In May 2012 the cultivars (DT-84, DVN-6, D-2101) reached the best response, with significant differences in the dates of April and May 2013. However, the cultivar DVN-5 showed an inverse response to the others cultivars studied, that is, the highest yield values were reached in the dates of April and May 2013, without significant differences between the two. The cultivar D-2101 reached the highest yields in the three sowing dates, especially in May 2012 with a value of 4.20 t ha-1. On the other hand, the cultivar DVN-6 obtained the lowest yields, mainly in the dates of April and May 2013, with values of 2.88 and 2.87 t ha-1 respectively.
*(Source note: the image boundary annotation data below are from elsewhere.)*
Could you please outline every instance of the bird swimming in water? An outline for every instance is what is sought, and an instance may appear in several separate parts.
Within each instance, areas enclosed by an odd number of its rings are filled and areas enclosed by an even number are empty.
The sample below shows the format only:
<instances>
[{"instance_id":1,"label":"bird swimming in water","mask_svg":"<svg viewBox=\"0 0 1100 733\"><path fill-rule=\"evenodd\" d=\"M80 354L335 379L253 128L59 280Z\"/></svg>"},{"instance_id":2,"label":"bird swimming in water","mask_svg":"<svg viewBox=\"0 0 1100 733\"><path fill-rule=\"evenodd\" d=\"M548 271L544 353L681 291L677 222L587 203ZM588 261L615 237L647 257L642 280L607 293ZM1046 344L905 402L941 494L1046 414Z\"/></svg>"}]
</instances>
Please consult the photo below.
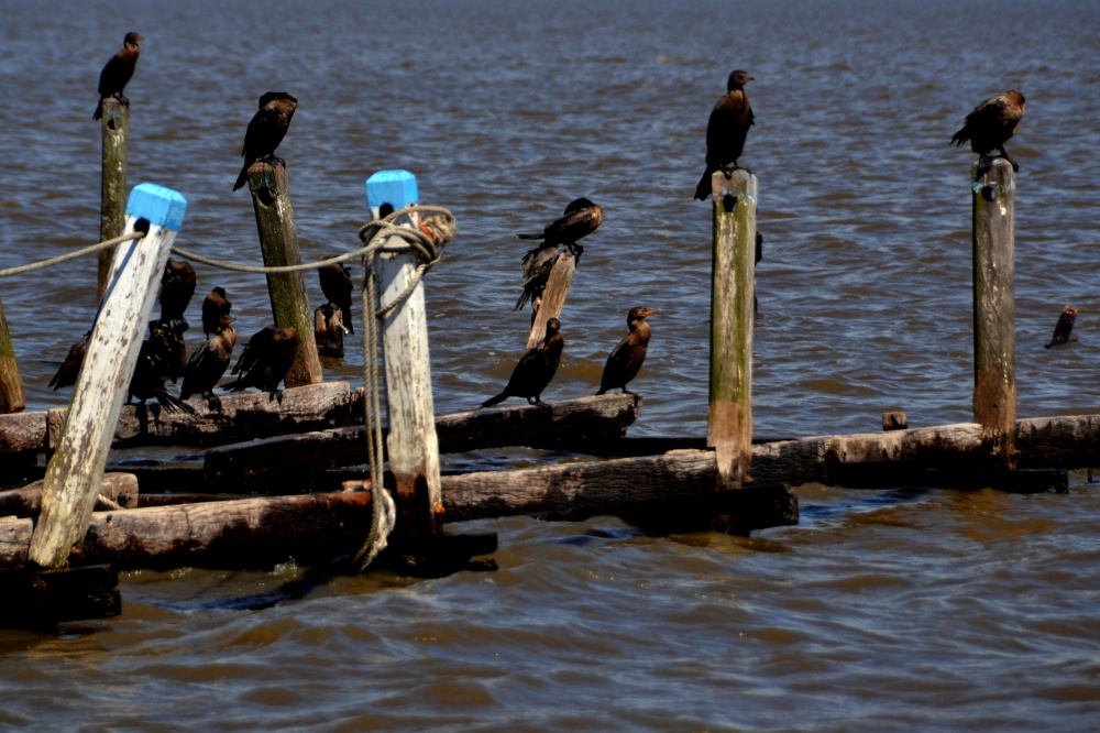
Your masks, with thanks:
<instances>
[{"instance_id":1,"label":"bird swimming in water","mask_svg":"<svg viewBox=\"0 0 1100 733\"><path fill-rule=\"evenodd\" d=\"M737 158L745 150L745 138L755 119L745 94L745 85L752 79L740 69L732 72L726 80L725 96L711 110L711 118L706 121L706 169L695 186L695 198L701 201L711 197L711 176L715 171L721 168L729 177L730 169L726 166L733 163L733 171L739 167Z\"/></svg>"},{"instance_id":2,"label":"bird swimming in water","mask_svg":"<svg viewBox=\"0 0 1100 733\"><path fill-rule=\"evenodd\" d=\"M351 318L351 296L355 284L351 280L351 267L342 262L333 262L318 267L317 275L321 281L321 292L329 299L329 305L340 308L344 330L354 333L355 324Z\"/></svg>"},{"instance_id":3,"label":"bird swimming in water","mask_svg":"<svg viewBox=\"0 0 1100 733\"><path fill-rule=\"evenodd\" d=\"M179 262L168 258L168 263L164 267L161 276L161 320L173 326L183 326L182 330L189 328L184 319L184 311L195 295L195 267L191 263L180 260Z\"/></svg>"},{"instance_id":4,"label":"bird swimming in water","mask_svg":"<svg viewBox=\"0 0 1100 733\"><path fill-rule=\"evenodd\" d=\"M504 392L482 403L482 407L492 407L508 397L527 397L528 404L544 404L539 395L550 384L558 364L561 363L561 350L565 339L561 333L561 321L551 318L547 321L547 335L542 343L524 352L519 363L512 371L512 379Z\"/></svg>"},{"instance_id":5,"label":"bird swimming in water","mask_svg":"<svg viewBox=\"0 0 1100 733\"><path fill-rule=\"evenodd\" d=\"M524 292L514 310L519 310L546 287L550 271L558 261L558 247L564 244L578 259L584 251L576 240L594 232L604 220L604 209L587 198L569 203L565 212L537 234L518 234L519 239L541 239L542 243L524 255Z\"/></svg>"},{"instance_id":6,"label":"bird swimming in water","mask_svg":"<svg viewBox=\"0 0 1100 733\"><path fill-rule=\"evenodd\" d=\"M630 308L626 316L626 325L630 332L619 341L618 346L612 349L604 365L604 375L600 380L600 392L603 394L608 390L622 387L624 394L634 394L626 389L627 383L638 375L641 363L646 361L646 350L649 348L649 322L646 316L661 313L656 308L645 308L637 306Z\"/></svg>"},{"instance_id":7,"label":"bird swimming in water","mask_svg":"<svg viewBox=\"0 0 1100 733\"><path fill-rule=\"evenodd\" d=\"M268 402L278 397L282 404L283 393L278 390L278 383L286 378L297 355L298 329L294 326L286 328L268 326L249 340L241 358L233 365L232 373L239 373L240 378L223 384L221 389L243 392L254 386L267 393Z\"/></svg>"},{"instance_id":8,"label":"bird swimming in water","mask_svg":"<svg viewBox=\"0 0 1100 733\"><path fill-rule=\"evenodd\" d=\"M274 158L275 149L283 142L283 136L290 127L290 118L297 108L298 100L285 91L268 91L260 98L260 109L252 117L244 133L244 149L241 151L244 167L237 177L233 190L249 182L250 165L256 161Z\"/></svg>"},{"instance_id":9,"label":"bird swimming in water","mask_svg":"<svg viewBox=\"0 0 1100 733\"><path fill-rule=\"evenodd\" d=\"M226 299L226 288L216 287L202 300L202 332L207 336L217 333L221 328L222 317L228 316L233 304Z\"/></svg>"},{"instance_id":10,"label":"bird swimming in water","mask_svg":"<svg viewBox=\"0 0 1100 733\"><path fill-rule=\"evenodd\" d=\"M123 105L130 106L130 100L122 96L122 90L134 75L134 68L138 66L138 56L141 54L138 42L144 40L133 31L127 33L127 37L122 41L122 48L111 56L103 66L103 70L99 73L99 101L96 102L96 112L91 119L102 119L103 100L108 97L114 97Z\"/></svg>"},{"instance_id":11,"label":"bird swimming in water","mask_svg":"<svg viewBox=\"0 0 1100 733\"><path fill-rule=\"evenodd\" d=\"M1015 89L990 97L966 116L963 129L952 136L956 147L970 141L970 150L978 153L979 176L989 171L989 154L994 150L1012 165L1013 171L1020 169L1016 162L1004 152L1004 143L1016 134L1020 120L1024 117L1025 101L1024 96Z\"/></svg>"},{"instance_id":12,"label":"bird swimming in water","mask_svg":"<svg viewBox=\"0 0 1100 733\"><path fill-rule=\"evenodd\" d=\"M52 386L54 391L61 390L62 387L73 386L76 384L76 378L80 373L80 366L84 365L84 357L88 353L88 339L91 338L91 329L80 337L80 340L69 347L69 352L65 357L65 361L62 365L57 368L57 373L54 374L54 379L50 380L50 384L46 386Z\"/></svg>"},{"instance_id":13,"label":"bird swimming in water","mask_svg":"<svg viewBox=\"0 0 1100 733\"><path fill-rule=\"evenodd\" d=\"M191 354L179 389L180 400L187 400L193 394L213 397L213 387L229 369L233 347L237 346L237 330L232 322L233 318L228 313L222 315L213 336Z\"/></svg>"}]
</instances>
Figure 2 Agricultural yield (t ha-1) at 14 % of grain moisture of soybean cultivars on the three planting dates 

Results related to the effect of the sowing date show that the variations in the yield are fundamentally due to the influence that the meteorological variables exert in the formation of the same 7,15. Therefore, when analyzing the behavior of meteorological variables during the time that the experiments lasted, it was observed that the highest values of temperature and solar radiation (Figure 1) coincide with the planting date where the cultivars reached the highest yields. (May 2012). Some authors reported that the soybean crop yield was strongly correlated with the maximum daily temperature (≤30 oC) during the grain filling stage (R5-R7), that is, high temperatures are generally associated with a longer duration of the period, leading to increased availability of incident radiation 5,16. This direct effect allows increasing the efficiency of the use of radiation for performance, in fact, some results show that the spatial distribution of the pods in a greater number of knots, could improve this efficiency by reducing competition within the nodes 17.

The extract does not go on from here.